CH. 8 CHURCH BUILDERS & ARTISTS

  • Council of Nicaea said "the composition of religious imagery is not left to the initiative of the artists"
  • artists were given models, mock-ups, & instructions for their designs by the church
  • the pickled children in the St. Nicholas tale are supposed to be naked pagans in a baptismal font
  • bishops having actual fits over whether the cross had headbar/footbar & nailed separately or together
  • Martianus Capella was an African grammarian in the 5th c. who personified the 7 liberal arts as "beautiful women"
  • church of St. Denis erected in 775
  • Einhard, Charlemagne's secretary (& biographer I think), was described as "little Nard who runs to and fro like an ant"
  • Charlemagne's era sees "conscious pride in a renewed Roman Empire"
  • Bishop Suger rebuilt the Romanesque church of St.
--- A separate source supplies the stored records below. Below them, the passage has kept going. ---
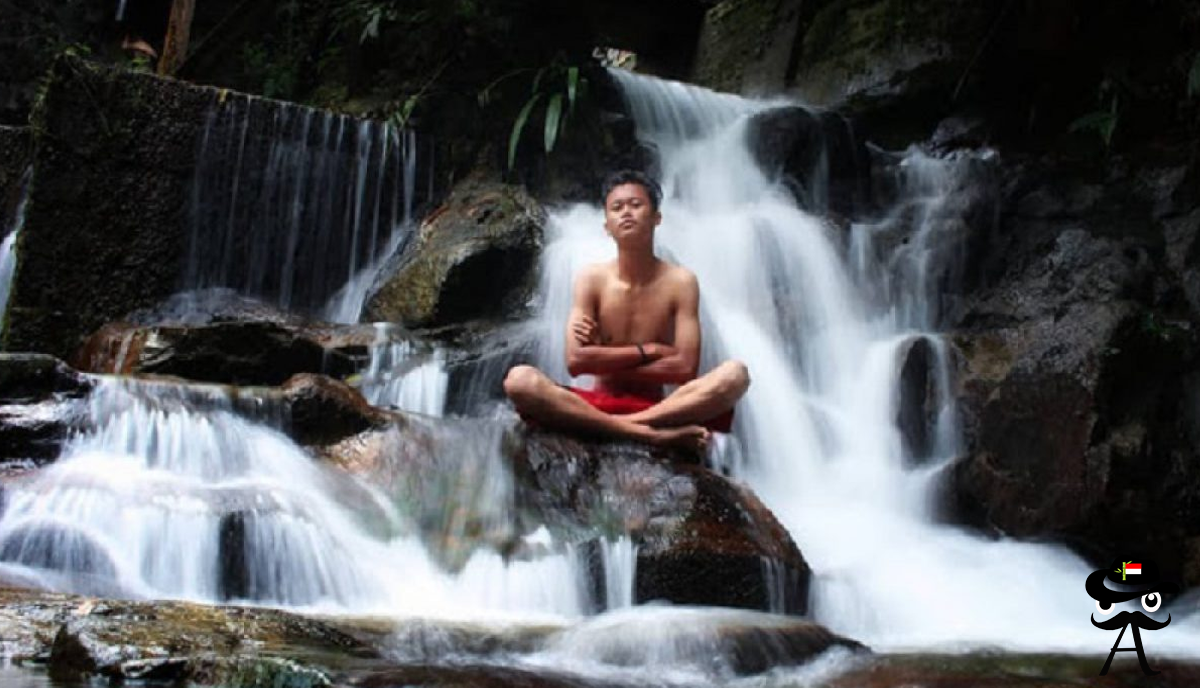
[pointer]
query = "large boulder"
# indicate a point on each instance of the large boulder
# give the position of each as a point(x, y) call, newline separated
point(816, 154)
point(15, 157)
point(172, 641)
point(1077, 366)
point(702, 538)
point(247, 353)
point(221, 336)
point(473, 258)
point(40, 405)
Denis in Gothic style ~1150

CH. 9 DOCTORS & PATIENTS

  • the Brancas (father & son) performed plastic surgery in northern Italy
  • Pope Boniface published a statute in 1300 forbidding the desecration of the dead; it was intended to stop people from boiling the flesh off crusaders' bones in order to send them home more easily, but resulted in the near-cessation of anatomy lessons

CH. 10 SCIENTISTS & TECHNOLOGISTS

  • Bishop of Tournai in 1202 writes to the pope complaining of "long-haired adolescents" & new-fangled thinking
  • translation of Aristotle's Physics & Metaphysics in early 13th c. brought Greco-Roman learning back to western Europe & spurred debate
  • in 1210, University of Paris banned both books as well as commentaries on them
  • church eventually said it was okay to read them if you ignored the heretical parts
  • Thomas Aquinas' Summa Theologica attempted to reconcile Aristotle w/ orthodoxy
  • translations of Arabic texts also intro'd alchemy & quest for transmutation
  • Basil Valentine's The Twelve Keys uses a "fierce gray wolf" to symbolize antimony
  • "charcoal-burners" also called "puffers" for the bellows that were always going
  • Pope Sylvester II called "the greatest necromancer in France" & some ascribed his ascension to the papacy to demonic aid
  • in standard cosmology, 🜨 surrounded by a watery layer, then air, then fire, then the sky ☾☿♀︎☉♂︎♃♄*
  • paper-making intro'd to Spain c.1150

In conclusion, it is an excellent and informative book with only a few eyebrow-raising passages.  Anyone looking for a solid introduction to high or late medieval Europe would do well to read Everyday Life in Medieval Times.